By Kim Coghill

Washington Editor

WASHINGTON - The Biotechnology Industry Organization (BIO) sent a letter to President George W. Bush asking him to continue support of the current voluntary moratorium on cloning human beings in the United States.

The moratorium was implemented in March 1997 as an immediate response to concerns raised by the cloning of a sheep, named Dolly, from genetic material of an adult cell. Mice and cows also have been cloned, but suggestions of cloning humans have been met by outrage within the scientific community and in political and religious circles around the world, including the Vatican.
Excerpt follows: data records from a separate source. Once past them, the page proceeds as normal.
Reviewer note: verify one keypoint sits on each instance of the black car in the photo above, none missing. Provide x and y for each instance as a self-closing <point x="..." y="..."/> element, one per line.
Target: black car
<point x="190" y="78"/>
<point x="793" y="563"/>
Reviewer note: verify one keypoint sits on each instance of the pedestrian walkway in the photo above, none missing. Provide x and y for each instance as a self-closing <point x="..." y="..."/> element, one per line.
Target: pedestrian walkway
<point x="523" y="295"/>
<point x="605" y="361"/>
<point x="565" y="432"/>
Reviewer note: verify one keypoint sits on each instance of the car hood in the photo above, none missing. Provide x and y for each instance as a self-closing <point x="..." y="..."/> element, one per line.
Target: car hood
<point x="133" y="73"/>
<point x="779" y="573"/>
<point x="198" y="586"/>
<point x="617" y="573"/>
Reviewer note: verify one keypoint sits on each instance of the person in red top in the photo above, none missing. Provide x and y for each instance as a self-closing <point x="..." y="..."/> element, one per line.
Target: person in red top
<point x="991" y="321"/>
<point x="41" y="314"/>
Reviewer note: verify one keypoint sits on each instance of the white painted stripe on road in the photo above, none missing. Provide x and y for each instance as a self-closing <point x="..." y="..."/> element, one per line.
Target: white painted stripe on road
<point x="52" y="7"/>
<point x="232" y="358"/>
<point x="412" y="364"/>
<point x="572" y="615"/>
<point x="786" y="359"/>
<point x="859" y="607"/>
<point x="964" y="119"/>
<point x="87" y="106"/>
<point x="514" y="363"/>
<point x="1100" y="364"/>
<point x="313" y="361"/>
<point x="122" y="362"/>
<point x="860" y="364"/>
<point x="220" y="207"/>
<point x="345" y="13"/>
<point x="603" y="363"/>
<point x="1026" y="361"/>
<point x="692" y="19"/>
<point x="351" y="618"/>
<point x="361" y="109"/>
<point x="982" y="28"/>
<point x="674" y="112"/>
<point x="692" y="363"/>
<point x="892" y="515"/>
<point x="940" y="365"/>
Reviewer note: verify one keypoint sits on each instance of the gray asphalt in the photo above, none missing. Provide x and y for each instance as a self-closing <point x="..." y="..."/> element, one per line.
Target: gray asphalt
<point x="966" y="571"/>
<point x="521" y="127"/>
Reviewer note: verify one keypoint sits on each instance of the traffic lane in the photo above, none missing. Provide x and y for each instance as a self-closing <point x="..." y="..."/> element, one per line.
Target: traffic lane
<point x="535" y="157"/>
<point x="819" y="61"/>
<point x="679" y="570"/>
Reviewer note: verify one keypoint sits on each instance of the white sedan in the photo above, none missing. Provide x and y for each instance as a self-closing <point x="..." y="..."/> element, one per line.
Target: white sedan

The cloning debate re-entered the news in late January when an international group of reproductive experts announced plans to launch an effort to clone humans in order to provide children to infertile couples. Panayiotis Zavos, of the Andrology Institute of America and the Kentucky Center for Reproductive Medicine and In Virto Fertilization in Lexington, Ky., said he and another scientist, Severino Antinori, likely will have a viable embryo available for implantation in a woman's uterus within 18 months.

In its letter to Bush, BIO said that it supports cloning of specific human cells, genes and other tissues that do not and cannot lead to a cloned human being.

The current moratorium on cloning humans should remain until the nation has had time to fully explore the impact of such cloning, the letter said. Otherwise, there is a risk of public backlash against responsible biotechnology research that is making progress daily in developing new treatments and cures for devastating and intractable diseases.